Ask any data warehouse architect what is driving the “big data” craze and he’ll tell you it has to do with the cost of storage and the advancements in distributed computing and most likely will mention Hadoop. Most enterprise data warehouses are constrained by cost and scalability of relational databases.
The simple fact is that most databases were designed to deal with data measured in the hundreds of gigabytes to a few terabytes they weren’t prepared or designed to handle the structural and computational demands of the analytic community. For example, many relational databases have a hard limit on the number of columns and the width of result sets generally between 255 and 1,000 variables however many RDMS still only support 255 columns.
To further put it into perspective, I was recently working on an analytic dataset where phrase counts were combined with customer response history, the very wide data set (but typical) had nearly 5000 columns, to build a predictive model I still need to figure out which of those columns are likely to be predictive.
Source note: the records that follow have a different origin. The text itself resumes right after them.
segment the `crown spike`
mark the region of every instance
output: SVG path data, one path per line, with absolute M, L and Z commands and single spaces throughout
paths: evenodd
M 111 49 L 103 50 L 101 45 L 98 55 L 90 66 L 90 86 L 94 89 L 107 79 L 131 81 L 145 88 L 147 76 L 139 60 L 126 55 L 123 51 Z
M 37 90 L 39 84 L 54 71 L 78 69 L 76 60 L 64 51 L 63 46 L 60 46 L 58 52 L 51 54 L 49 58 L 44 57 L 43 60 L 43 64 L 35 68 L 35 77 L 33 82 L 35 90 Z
And that is where the iterative and exploratory nature of data mining is at odds with traditional database technology. This is yet another reason why people are turning to storage alternatives like Hadoop.
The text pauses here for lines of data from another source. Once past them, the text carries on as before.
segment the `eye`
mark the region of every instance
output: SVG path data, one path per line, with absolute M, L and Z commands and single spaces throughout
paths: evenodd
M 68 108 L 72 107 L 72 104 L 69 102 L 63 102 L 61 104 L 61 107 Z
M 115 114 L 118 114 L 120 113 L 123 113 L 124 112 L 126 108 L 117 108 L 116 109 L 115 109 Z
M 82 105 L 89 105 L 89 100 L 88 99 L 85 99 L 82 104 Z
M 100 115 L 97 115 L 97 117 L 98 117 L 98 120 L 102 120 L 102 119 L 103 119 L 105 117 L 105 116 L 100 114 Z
Let’s take a look at cost of storage. I pulled some data from Historical Notes about the Cost of Hard Drive Storage Space. The cost of a Gigabyte of storage has dropped from around $19 - 16 in 2000 to less than $0.07 today.
Part of the Hadoop equation is about the economics of storage. In some ways (and if you drink the cool aide), Hadoop storage is nearly free. The other part of the Hadoop equation is the lack of limitations (and features) that relational databases have. For example, if you want to mash structured and semi-structured data with binary data together, you can do it. If you want to make really wide data sets with thousands of variables, you can do it. Some can argue that Hadoop doesn’t do this, that, or the other easily -- and they are probably right -- but the fact is that for extreme data challenges (see I’m trying not to use the Big Data term), Hadoop is a great fit.
Let’s get real however…
Based on the average cost per terabyte of compute capacity of a pre-packaged Hadoop system, Hadoop is easily 10x cheaper for comparable computing capacity over traditional data warehouse appliance systems; however it doesn’t tell the whole cost of computing story.
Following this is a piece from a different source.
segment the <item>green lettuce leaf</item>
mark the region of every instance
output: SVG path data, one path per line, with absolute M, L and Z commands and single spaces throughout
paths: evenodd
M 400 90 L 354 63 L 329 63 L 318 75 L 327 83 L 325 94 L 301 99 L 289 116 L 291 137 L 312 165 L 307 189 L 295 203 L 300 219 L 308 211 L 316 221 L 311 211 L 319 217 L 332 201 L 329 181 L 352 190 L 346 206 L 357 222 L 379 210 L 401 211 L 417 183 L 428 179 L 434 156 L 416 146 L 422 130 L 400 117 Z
The fixed cost of hardware is just one factor to consider and like most choices in life there is a tradeoff to be made. Usability is one aspect of Hadoop; it isn’t for everyone. Another aspect is talent acquisition. Today, Hadoop administrators and map reduce developers come priced at a premium – assuming you can find one. There is a dearth of Hadoop savvy talent out there that many of the distribution providers are trying to address with training. While training is a good start, there is no better teacher like experience; and that unfortunately takes time.